Database Migration With ETL

Published on Aug 27, 2020

Operating a database migration is the most stressful thing you can do in the lifecycle of a web application. An application can break, but losing data is unacceptable: you need a process to prevent any data loss while minimizing service interruption.

Whether you want to change your database system, reinvent your data schema, or switch to a new provider, you'll want to follow a carefully thought-out Extract-Transform-Load (ETL) process.

Let me give you an example of how I do it at Cowriters.

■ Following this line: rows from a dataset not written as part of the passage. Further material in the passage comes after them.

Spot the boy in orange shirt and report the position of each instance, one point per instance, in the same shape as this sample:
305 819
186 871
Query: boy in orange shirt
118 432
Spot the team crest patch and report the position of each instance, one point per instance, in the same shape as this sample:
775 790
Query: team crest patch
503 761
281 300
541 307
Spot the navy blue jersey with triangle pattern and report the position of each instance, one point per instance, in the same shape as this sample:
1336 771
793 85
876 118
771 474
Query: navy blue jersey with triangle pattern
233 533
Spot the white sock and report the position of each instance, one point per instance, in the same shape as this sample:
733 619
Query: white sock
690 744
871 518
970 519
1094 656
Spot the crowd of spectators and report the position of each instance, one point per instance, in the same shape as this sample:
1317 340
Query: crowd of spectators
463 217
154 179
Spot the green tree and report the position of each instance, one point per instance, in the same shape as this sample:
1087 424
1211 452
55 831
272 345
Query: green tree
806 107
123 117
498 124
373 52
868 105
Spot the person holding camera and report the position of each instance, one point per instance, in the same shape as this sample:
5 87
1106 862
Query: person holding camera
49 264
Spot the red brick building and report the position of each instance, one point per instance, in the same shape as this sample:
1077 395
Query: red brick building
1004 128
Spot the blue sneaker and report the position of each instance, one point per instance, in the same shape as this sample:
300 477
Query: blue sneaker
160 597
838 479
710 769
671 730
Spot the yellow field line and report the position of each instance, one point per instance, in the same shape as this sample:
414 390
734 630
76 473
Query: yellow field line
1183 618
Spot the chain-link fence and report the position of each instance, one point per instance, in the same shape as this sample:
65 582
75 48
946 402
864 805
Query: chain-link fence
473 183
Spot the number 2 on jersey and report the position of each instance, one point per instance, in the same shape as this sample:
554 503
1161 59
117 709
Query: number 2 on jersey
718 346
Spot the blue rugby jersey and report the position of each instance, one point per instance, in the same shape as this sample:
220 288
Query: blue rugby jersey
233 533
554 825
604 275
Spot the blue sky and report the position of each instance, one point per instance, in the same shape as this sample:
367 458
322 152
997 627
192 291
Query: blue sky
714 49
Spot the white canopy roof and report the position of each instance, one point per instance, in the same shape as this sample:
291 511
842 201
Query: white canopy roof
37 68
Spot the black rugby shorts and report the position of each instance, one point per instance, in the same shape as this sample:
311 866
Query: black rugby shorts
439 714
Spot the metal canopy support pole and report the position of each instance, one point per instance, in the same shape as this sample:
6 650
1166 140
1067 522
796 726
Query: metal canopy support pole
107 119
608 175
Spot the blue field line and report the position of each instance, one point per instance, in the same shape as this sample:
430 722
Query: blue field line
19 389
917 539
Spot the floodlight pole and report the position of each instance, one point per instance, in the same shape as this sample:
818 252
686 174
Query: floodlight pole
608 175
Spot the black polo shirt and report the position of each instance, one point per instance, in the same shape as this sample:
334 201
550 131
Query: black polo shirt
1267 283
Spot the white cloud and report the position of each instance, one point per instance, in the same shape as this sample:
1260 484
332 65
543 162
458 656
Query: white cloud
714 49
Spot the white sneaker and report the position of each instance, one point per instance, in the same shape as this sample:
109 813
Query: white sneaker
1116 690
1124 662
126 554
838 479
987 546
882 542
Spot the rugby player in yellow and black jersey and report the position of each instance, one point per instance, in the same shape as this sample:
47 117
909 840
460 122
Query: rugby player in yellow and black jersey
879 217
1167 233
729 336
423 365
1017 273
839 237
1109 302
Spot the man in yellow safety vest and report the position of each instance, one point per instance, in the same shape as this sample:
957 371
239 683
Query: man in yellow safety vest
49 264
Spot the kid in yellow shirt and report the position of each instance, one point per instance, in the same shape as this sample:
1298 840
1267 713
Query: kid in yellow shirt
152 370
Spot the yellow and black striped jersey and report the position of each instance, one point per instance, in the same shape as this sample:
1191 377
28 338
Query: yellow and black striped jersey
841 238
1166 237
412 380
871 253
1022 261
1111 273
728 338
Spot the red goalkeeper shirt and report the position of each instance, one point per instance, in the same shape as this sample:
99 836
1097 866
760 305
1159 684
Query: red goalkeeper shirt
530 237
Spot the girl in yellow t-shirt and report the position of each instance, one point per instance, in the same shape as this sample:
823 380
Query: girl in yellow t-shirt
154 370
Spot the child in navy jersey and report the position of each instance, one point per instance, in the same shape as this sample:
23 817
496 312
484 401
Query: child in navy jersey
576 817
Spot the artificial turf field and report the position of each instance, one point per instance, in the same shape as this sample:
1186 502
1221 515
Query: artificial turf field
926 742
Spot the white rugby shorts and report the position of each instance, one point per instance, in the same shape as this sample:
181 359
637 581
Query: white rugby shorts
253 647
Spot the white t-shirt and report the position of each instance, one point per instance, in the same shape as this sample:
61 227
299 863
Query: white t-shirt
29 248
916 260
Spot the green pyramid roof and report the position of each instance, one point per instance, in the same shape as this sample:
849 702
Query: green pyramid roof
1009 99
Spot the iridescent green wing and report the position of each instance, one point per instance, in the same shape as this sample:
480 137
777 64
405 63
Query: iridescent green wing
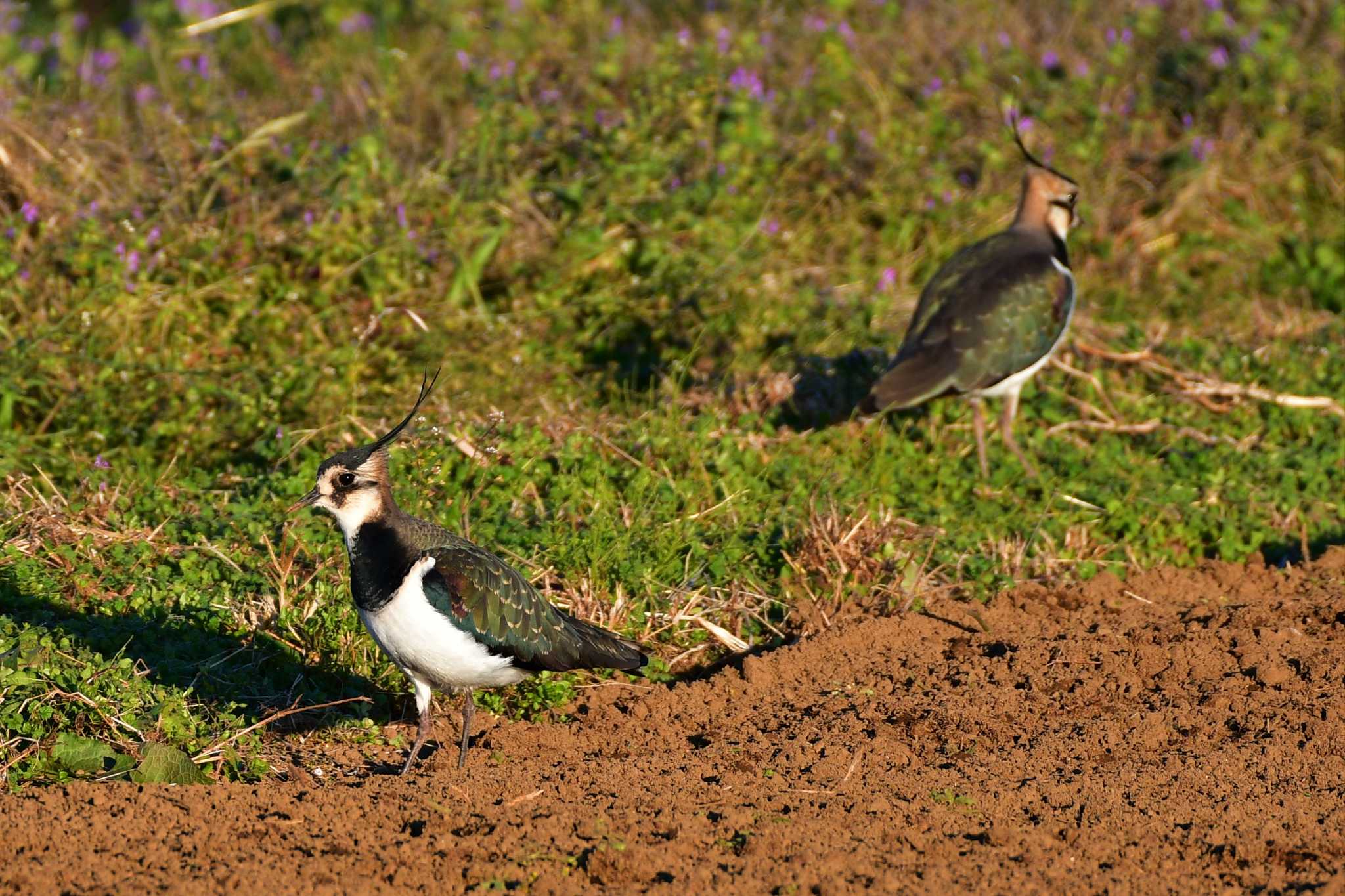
489 599
1016 324
951 285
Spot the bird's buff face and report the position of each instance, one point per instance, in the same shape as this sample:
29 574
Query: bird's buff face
350 489
1057 195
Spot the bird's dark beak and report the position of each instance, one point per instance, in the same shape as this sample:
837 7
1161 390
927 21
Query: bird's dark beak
309 500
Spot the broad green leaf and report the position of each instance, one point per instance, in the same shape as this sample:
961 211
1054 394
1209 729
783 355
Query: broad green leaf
89 756
164 765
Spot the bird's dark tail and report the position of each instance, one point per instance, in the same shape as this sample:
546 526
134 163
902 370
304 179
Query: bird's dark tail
911 381
595 647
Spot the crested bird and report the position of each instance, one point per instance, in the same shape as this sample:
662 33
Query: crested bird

The Extract step consists in configuring a remote connection to the MySQL database and download the data. The problem is that I'm dealing with hundreds of megabytes of data, so I need something called data staging to transport the data little by little. It's a bit like delivering goods: if you use a cargo and said cargo sinks, you lose everything. With data staging, you transport the goods with an army of trucks, from HQ to local warehouses: the probability to lose your products is much lower, and you can recover the lost good much more effectively. In Cowriter's case, each table is downloaded separately to local JSON files containing a few thousand rows each. If the transfer were to fail at some point, each packet of data could be recovered precisely.

The Transform phase is about reading these JSON files, mapping each field to the new database according to the desired schema, and cleaning the data we don't need. Depending on the amount of processing we need, it can also be useful to divide the data in small manageable packets. 

Last but not least, we need to load the data in the target database. At this point, our data is ready to be used by our application but we have to prepare the database and tune it: indexes, foreign keys, full-text search... you name it. If nothing breaks during the incremental upload, you're good to go!

When it comes to my data, I have trust issues regarding third-party tools, so I use homemade scripts to perform all these tasks to optimize the process.